W. Kyle Hamilton, former M.Sc. Student

Previous Education:

Honours B.A.Sc. in Environmental Engineering (University of Waterloo)

Environmental Engineering Exchange (Technische Universität Hamburg-Harburg)

Post-Graduating Position:

Environmental Consulting - Hydrology

Thesis Title:

Streamflow is changing in rivers across Alberta: assessing regional variation in changing hydrologic indices (link).

Research Description:

The flow regime is a crucial factor in the well-being of aquatic and riparian ecosystems. Many components of those ecosystems, ranging for nutrient transport to morphology, are impacted by various hydrologic parameters. The parameters help define and quantify five important hydrologic regime characteristics: magnitude, duration, timing, frequency, and rate of change. Our study utilized the Indicators of Hydrologic Alteration (IHA) indices to (1) determine how various ecologically relevant components of streamflow are changing across Alberta’s various biomes; and (2) examine the similarities and differences between streamflow trends and climate trends. The overarching goal of these objectives is to create a foundation upon which water management practices can be created or modified.
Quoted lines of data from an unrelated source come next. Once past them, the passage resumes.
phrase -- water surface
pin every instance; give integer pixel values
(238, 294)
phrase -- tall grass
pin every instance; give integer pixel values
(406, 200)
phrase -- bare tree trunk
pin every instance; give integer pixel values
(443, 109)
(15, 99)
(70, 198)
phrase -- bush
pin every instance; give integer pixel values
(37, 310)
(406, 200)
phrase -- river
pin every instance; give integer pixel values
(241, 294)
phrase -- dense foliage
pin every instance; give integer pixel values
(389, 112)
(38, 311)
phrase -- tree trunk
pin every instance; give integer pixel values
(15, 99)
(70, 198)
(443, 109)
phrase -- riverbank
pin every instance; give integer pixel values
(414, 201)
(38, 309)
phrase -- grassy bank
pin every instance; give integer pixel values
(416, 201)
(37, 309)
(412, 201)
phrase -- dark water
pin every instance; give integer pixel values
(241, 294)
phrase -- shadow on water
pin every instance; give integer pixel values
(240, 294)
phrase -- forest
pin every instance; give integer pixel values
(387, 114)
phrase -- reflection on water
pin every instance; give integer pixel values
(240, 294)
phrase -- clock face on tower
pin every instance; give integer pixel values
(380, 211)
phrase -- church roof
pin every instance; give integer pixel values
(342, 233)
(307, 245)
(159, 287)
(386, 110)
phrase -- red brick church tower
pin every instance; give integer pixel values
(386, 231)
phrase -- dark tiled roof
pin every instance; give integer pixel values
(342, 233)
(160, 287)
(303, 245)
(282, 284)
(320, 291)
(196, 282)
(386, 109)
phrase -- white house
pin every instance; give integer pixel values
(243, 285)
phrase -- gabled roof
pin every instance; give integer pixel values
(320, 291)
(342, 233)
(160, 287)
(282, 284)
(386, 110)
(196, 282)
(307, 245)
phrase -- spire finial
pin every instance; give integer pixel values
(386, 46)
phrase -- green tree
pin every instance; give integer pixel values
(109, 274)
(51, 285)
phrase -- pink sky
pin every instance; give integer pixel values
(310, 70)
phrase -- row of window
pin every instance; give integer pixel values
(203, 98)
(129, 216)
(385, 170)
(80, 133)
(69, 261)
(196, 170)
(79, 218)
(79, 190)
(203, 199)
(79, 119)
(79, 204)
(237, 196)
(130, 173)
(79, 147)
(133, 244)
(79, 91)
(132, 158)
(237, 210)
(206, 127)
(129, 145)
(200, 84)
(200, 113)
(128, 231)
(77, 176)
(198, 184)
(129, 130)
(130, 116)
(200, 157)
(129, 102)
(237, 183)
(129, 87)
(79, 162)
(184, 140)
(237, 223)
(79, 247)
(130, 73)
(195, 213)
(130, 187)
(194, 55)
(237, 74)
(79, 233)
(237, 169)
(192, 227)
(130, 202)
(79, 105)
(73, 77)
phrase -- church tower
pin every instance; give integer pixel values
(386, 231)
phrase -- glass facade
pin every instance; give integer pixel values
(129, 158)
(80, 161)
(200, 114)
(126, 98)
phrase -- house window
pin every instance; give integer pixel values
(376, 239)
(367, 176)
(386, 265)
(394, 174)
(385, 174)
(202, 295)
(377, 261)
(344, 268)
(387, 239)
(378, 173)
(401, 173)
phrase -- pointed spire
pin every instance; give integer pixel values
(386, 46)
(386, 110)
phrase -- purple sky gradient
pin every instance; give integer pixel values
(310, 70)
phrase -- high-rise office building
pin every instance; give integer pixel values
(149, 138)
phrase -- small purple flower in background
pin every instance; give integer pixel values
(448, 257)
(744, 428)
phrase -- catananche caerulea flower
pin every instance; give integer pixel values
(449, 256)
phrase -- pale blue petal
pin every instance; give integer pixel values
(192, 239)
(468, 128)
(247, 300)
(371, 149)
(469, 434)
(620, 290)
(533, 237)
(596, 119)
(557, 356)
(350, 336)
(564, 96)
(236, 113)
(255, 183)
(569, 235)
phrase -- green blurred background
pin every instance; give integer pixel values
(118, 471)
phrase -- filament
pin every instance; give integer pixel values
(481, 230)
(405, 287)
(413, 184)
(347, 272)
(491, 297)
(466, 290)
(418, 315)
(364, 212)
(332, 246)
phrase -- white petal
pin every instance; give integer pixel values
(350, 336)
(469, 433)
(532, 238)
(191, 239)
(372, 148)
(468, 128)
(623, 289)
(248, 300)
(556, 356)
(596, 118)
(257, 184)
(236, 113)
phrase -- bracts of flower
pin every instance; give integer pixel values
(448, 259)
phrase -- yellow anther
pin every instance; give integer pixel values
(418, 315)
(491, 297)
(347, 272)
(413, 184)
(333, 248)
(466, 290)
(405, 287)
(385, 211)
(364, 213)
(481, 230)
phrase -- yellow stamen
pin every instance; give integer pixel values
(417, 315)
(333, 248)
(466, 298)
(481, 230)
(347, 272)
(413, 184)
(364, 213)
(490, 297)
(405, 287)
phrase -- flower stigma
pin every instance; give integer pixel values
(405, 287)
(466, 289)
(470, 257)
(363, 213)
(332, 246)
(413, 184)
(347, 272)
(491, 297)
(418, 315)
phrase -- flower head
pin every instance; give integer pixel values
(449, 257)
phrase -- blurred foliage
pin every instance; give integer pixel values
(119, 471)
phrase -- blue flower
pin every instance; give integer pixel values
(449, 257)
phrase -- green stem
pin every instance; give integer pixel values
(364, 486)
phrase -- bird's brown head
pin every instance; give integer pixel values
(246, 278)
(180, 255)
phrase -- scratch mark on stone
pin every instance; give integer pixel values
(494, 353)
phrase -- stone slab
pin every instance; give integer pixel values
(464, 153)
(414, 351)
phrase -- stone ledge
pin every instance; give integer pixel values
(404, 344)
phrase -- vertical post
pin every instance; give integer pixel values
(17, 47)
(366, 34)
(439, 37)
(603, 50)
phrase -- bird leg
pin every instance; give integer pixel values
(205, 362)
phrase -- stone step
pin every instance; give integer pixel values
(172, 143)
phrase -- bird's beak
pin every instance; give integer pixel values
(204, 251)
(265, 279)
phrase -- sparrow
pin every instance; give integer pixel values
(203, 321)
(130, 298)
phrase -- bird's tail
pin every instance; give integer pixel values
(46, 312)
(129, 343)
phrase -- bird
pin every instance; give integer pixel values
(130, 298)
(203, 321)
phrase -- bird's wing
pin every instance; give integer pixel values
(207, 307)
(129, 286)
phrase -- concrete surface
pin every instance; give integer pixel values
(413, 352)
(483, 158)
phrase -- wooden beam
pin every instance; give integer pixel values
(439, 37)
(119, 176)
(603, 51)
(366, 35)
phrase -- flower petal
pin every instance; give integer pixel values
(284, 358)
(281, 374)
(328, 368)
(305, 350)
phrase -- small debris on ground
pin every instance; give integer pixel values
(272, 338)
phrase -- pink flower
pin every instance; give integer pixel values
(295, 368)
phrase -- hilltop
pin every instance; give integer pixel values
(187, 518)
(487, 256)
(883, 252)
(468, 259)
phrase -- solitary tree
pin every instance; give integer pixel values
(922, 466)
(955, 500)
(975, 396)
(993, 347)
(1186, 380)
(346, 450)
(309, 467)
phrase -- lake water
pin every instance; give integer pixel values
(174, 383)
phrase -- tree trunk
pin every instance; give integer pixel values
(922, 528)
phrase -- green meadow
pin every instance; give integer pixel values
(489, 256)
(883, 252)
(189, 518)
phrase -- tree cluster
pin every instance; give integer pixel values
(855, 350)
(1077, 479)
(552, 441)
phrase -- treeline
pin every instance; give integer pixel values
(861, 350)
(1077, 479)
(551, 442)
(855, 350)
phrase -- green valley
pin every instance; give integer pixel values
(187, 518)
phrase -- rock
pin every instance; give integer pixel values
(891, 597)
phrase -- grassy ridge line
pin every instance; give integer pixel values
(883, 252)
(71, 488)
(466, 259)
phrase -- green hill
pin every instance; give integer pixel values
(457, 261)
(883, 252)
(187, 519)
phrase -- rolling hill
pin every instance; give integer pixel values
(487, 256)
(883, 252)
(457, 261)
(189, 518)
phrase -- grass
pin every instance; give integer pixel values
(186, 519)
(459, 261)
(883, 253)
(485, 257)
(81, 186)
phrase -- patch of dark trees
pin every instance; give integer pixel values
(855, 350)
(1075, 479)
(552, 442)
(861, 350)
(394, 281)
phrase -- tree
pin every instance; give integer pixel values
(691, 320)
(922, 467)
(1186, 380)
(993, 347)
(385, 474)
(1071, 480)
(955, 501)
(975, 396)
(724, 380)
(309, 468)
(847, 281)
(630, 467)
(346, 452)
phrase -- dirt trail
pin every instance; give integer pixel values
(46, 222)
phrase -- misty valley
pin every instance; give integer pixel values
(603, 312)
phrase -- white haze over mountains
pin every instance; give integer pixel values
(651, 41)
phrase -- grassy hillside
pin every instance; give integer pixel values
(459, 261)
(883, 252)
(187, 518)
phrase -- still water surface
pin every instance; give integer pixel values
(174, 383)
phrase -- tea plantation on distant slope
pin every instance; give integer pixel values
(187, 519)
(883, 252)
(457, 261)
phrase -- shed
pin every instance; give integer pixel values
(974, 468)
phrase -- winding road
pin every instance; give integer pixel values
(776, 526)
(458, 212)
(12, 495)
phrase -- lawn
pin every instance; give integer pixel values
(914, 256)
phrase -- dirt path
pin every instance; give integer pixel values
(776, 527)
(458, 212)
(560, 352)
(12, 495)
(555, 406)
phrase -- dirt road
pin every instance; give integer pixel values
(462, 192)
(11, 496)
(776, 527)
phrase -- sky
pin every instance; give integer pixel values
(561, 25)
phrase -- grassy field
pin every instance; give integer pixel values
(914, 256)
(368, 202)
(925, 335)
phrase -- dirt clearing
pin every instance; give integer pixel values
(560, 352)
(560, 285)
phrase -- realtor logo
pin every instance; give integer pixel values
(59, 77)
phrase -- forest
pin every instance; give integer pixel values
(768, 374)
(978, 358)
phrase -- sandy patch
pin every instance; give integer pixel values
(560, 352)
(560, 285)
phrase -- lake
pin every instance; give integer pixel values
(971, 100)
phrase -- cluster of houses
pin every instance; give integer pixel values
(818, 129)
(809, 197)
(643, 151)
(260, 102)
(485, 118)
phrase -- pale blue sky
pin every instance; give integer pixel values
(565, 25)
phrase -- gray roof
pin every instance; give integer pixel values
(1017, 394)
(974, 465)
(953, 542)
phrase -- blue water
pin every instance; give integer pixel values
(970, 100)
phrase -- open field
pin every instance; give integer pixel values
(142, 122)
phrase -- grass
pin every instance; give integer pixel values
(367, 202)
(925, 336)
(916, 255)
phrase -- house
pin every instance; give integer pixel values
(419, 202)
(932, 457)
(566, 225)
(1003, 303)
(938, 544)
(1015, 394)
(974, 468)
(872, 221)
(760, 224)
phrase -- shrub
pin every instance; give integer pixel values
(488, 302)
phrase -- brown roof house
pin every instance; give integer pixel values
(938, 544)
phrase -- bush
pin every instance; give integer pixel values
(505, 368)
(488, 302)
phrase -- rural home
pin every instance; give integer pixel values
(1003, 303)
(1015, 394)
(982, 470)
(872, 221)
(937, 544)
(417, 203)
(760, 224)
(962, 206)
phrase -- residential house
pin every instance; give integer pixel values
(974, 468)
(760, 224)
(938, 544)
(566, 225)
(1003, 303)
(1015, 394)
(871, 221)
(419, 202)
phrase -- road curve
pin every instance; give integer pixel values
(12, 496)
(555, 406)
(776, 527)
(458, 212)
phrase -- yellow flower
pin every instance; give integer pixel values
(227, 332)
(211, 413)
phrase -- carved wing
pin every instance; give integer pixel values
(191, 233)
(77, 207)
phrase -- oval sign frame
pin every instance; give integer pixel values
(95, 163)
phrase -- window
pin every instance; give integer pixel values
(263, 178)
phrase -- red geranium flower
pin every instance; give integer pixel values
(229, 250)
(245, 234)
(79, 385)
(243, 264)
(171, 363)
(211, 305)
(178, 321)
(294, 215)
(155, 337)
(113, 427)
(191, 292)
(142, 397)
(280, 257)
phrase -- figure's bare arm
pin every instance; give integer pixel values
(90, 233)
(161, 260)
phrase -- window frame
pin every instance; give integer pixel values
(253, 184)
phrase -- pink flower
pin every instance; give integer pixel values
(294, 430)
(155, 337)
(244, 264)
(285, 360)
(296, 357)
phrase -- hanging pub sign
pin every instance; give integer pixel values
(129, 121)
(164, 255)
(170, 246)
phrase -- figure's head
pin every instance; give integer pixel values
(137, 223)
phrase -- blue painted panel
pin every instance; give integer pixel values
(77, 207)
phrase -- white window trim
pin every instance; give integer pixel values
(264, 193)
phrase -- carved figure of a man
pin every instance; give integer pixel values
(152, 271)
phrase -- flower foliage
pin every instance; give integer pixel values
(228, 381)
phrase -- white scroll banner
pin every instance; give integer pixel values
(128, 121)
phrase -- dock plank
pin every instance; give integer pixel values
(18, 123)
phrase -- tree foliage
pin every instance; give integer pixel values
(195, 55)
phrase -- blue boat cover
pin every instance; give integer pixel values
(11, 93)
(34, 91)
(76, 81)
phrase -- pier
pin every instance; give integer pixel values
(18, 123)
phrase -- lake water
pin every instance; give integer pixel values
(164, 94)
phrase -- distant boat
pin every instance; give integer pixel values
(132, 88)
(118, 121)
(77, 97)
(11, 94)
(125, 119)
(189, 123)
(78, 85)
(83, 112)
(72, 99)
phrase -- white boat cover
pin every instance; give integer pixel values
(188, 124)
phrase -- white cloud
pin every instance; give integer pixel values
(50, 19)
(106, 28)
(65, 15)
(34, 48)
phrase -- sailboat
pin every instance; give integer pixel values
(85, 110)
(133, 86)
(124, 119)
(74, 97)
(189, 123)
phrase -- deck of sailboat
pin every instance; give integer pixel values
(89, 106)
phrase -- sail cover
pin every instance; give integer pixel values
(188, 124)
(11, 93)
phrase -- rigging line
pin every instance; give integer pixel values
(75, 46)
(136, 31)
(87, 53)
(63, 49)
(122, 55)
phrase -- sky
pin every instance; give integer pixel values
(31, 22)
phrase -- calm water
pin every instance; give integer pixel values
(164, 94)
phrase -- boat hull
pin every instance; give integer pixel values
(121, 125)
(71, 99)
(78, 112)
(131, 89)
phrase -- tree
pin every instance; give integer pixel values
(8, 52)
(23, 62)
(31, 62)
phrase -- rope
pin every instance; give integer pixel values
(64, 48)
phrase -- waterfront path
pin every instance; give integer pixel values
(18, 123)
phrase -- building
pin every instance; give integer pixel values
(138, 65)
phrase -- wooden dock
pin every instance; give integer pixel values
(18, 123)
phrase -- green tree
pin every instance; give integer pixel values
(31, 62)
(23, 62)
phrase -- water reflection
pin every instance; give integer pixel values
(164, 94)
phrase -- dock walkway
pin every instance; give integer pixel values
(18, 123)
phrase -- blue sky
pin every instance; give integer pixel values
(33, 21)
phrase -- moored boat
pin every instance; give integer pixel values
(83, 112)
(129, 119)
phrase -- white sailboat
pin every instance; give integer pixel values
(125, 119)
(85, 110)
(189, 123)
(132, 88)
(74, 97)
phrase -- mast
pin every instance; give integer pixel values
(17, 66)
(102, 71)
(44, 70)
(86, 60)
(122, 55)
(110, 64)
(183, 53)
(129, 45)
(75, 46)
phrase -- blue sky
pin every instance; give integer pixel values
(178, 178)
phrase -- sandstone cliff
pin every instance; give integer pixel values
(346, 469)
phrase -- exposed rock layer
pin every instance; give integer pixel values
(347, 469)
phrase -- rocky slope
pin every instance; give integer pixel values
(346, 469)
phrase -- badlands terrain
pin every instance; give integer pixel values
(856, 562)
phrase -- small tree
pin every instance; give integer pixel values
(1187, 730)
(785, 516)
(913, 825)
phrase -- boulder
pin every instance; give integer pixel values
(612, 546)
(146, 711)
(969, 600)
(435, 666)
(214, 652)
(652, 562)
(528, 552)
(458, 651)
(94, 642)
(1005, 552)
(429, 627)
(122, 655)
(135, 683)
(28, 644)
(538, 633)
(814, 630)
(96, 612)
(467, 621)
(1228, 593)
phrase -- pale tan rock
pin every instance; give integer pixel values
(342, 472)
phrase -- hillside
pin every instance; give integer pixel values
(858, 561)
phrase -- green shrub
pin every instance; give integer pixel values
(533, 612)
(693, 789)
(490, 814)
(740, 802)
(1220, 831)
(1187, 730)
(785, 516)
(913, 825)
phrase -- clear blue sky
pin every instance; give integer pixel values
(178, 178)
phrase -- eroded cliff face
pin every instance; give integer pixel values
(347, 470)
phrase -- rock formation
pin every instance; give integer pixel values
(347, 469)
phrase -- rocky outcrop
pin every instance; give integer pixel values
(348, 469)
Region-specific water management is required to balance the residential, commercial, and industrial water needs of a particular region with ecological concerns and conservation initiatives. Understanding the trends in hydrologic parameters is an important step in recognizing the vulnerabilities of each region. Streamflow at Water Survey of Canada stations was assessed for linear trends using a Mann-Kendall Trend Analysis. Our approach of assessing overall trends on a regional basis was validated when looking at trends in magnitude. The average daily flow rate for spring and summer months was found to be decreasing in the boreal region but increasing in the grassland region. Other hydrologic indices were found to exhibit significant trends on a province-wide level. Annual minimum and maximum flow conditions over a variety of durations were observed to be merging across the province. Similarly, the rate of change of streamflow between consecutive days is decreasing across Alberta. To determine whether these results were the function of climate oscillation patterns, a composite analysis was performed to determine the effect of the El Niño–Southern Oscillation (ENSO) and Pacific Decadal Oscillation (PDO) on hydrologic indices. Only 8% of parameters were found to be significantly influenced by PDO patterns and 4% influenced by ENSO patterns.